Leonidas (@guest_556332)
3 years ago

Only one RN SSN is available to accompany the battle group??? I hope there are plans for USN SSNs and RAN SSGs to join the battle group, too.

Quentin D63
Quentin D63 (@guest_556354)
3 years ago
Reply to  Leonidas

Hi Leonidas,
I totally agree, two Astutes would be better. Front and back or right and left sides of fleet. But it may be seen as provocative.

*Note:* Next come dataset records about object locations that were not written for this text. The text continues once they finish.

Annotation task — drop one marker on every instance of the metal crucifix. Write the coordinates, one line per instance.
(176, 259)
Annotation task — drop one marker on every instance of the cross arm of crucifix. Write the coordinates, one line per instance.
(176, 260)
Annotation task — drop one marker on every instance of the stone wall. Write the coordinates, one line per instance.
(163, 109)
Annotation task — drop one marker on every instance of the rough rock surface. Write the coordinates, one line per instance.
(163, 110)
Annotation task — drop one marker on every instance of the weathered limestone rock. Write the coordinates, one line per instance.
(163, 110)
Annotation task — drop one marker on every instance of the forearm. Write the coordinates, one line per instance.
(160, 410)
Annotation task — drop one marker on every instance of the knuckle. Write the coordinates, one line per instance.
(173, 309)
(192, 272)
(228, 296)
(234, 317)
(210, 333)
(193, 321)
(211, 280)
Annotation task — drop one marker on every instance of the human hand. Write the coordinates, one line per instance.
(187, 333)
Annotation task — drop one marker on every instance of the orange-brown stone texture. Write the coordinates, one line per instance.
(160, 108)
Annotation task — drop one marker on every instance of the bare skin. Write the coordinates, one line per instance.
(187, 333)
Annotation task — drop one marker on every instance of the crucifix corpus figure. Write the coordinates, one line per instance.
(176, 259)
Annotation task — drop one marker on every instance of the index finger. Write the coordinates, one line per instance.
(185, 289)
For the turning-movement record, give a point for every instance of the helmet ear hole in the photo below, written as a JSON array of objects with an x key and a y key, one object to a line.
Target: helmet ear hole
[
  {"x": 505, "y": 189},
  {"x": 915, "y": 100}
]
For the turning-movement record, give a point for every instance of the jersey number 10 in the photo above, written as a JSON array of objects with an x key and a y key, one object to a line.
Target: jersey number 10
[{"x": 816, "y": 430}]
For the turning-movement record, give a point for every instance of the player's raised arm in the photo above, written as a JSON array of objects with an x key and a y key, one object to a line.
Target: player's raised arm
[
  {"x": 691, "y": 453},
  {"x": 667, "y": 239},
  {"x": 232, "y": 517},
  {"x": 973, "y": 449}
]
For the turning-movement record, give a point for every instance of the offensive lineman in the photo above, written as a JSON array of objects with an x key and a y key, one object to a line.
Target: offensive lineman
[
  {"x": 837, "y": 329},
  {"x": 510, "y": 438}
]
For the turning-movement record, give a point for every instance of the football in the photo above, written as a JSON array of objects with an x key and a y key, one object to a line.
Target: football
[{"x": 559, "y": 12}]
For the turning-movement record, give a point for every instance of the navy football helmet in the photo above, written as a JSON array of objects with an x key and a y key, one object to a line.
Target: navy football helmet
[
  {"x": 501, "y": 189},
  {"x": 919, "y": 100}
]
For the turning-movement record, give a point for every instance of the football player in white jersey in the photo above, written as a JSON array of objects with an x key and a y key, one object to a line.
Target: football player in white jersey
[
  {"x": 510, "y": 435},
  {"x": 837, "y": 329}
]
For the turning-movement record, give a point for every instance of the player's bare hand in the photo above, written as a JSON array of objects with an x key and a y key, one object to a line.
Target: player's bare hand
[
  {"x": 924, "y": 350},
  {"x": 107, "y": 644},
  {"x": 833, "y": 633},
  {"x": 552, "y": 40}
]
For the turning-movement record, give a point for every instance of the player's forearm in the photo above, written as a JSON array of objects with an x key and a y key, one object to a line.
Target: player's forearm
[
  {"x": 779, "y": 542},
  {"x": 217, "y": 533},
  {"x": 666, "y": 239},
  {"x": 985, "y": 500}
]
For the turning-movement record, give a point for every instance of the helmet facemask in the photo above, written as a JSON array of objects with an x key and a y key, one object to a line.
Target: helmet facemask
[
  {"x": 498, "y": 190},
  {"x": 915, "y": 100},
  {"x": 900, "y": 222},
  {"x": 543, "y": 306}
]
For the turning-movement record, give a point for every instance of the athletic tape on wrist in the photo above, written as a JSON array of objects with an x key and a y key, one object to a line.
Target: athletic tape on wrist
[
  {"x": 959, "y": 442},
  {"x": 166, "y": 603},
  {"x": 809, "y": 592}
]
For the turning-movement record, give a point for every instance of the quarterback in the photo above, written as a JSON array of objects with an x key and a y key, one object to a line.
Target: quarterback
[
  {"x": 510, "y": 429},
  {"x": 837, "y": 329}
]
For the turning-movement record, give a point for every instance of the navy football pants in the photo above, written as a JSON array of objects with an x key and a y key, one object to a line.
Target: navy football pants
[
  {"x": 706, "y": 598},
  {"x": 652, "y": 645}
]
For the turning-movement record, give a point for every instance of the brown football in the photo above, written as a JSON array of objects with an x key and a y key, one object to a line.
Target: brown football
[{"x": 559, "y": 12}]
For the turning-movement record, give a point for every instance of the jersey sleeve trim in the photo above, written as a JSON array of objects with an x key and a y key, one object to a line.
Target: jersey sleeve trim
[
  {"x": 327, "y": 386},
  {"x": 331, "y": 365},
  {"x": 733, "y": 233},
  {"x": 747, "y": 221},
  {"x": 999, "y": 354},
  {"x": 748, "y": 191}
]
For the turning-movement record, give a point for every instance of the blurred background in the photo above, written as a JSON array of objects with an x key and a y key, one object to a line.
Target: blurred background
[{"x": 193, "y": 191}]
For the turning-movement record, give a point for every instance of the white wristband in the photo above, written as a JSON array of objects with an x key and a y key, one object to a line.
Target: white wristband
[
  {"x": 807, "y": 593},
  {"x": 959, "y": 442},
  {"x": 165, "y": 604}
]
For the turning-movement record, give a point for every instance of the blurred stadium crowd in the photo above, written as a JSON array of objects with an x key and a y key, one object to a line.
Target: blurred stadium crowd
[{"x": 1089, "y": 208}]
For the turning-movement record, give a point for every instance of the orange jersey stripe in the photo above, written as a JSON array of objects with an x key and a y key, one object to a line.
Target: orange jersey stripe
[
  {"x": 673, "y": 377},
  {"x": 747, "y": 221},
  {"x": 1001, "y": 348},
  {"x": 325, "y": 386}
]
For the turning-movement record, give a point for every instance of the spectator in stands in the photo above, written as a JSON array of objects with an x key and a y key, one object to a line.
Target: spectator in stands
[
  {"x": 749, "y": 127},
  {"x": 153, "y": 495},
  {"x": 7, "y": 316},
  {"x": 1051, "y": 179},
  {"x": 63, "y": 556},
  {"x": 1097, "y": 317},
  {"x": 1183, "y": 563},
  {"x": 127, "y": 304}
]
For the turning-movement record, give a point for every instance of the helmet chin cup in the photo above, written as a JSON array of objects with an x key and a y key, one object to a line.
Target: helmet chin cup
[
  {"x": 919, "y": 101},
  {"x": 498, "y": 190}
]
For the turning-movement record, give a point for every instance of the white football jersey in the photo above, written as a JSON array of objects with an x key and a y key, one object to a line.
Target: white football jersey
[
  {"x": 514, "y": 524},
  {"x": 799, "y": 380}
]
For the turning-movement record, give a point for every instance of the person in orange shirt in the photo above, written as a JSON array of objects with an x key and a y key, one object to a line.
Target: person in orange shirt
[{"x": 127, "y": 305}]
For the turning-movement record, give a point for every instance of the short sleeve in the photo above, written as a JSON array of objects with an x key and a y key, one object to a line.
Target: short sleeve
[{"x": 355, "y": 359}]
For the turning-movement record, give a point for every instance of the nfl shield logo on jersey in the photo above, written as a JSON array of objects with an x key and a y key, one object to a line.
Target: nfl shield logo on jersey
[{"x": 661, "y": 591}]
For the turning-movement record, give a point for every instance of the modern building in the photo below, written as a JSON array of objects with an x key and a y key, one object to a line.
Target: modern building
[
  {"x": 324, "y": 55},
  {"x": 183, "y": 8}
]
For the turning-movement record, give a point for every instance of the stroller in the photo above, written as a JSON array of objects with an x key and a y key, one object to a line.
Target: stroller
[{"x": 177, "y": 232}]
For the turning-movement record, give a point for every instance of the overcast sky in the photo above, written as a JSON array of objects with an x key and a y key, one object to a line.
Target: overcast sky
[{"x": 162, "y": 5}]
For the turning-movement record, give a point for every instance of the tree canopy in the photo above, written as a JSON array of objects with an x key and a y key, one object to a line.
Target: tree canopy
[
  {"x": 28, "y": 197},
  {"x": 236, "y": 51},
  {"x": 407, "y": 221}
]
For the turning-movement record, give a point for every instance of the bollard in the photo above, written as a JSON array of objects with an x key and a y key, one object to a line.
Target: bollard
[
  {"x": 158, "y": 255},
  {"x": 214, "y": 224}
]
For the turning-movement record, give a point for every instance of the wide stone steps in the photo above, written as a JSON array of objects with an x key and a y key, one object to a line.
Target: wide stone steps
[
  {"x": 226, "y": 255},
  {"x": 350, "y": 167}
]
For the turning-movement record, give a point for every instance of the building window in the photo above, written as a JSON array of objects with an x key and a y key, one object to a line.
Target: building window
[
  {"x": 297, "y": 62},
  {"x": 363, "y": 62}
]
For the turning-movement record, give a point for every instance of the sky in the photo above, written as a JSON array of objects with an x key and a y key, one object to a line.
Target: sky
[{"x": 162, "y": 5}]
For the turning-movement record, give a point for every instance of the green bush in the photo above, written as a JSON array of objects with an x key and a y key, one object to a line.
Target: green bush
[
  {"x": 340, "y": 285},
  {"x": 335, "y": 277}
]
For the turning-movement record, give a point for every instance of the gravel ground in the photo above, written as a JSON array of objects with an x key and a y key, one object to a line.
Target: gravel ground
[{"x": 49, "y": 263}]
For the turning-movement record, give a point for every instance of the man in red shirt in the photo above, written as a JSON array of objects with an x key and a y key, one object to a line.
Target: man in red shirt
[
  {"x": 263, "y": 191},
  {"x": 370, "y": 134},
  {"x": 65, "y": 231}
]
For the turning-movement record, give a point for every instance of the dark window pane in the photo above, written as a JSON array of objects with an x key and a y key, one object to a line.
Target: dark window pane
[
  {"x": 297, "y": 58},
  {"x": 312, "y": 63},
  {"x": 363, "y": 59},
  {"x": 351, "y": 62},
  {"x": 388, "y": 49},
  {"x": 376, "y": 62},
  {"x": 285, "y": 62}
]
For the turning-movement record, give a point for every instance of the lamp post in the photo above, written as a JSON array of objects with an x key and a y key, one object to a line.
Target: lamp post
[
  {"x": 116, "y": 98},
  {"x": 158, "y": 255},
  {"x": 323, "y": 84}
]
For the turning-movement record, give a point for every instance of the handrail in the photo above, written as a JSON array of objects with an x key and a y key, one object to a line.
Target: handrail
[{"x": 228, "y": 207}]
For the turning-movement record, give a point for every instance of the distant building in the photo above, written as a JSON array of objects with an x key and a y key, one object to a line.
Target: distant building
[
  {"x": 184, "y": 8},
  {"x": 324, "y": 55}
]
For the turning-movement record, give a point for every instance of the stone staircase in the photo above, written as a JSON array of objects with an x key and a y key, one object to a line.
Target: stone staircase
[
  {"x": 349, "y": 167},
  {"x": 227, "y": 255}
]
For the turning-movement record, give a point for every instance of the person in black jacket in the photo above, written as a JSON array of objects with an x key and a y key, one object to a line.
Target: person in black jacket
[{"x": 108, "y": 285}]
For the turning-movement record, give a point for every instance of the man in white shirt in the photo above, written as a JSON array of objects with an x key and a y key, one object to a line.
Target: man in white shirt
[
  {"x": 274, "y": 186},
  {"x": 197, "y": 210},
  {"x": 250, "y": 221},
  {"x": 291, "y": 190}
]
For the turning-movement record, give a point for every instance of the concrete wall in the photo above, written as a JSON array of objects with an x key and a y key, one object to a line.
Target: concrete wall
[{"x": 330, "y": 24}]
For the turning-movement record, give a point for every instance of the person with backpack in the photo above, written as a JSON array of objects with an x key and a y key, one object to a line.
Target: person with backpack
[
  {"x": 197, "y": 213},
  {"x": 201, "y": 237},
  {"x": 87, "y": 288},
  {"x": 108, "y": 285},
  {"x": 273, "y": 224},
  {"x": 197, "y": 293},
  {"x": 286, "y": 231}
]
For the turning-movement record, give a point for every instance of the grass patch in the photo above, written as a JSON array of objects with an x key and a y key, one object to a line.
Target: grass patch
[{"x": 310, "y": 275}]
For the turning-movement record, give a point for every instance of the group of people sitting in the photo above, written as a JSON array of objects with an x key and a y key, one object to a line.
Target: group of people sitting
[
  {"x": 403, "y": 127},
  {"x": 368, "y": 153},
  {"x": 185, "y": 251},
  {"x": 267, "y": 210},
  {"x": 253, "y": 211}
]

I hope all the T45 and T23s are fully kitted out including all their ASMs.

Robert Arvanitis
Robert Arvanitis (@guest_556840)
3 years ago

We must call it the “South Asia Sea.” It doesn’t belong to communist China.
Same with East Asia Sea. Likewise does not belong to communist China.
Orthography and nomenclature matter!

Jes (@guest_556946)
3 years ago

The RN had its prescience in SCS since the early times of the East India Trade, covering Calcutta,Singapore, Malaysia, Brunei and also Hong Kong up north closer to CommieChina. The RN withdrew from SEA but only with visits to the SEA region for defence exercises like the Berlima exercises in SEA. During the RN period in SEA and South China Sea, Commie China warships were unheard of. While the RN and USN presence were dominating the SCS.The USN played a bigger role in SEA and SCS when the RN decided to withdraw in 1974. So one wonders how did the… Read more »

Last edited 3 years ago by Jes
Jes (@guest_556949)
3 years ago

By all good sense that vast sea area ought to be renamed as the ASEAN SEA rather than the South China Sea. As most of ASEAN countries being in close proximity to that sea.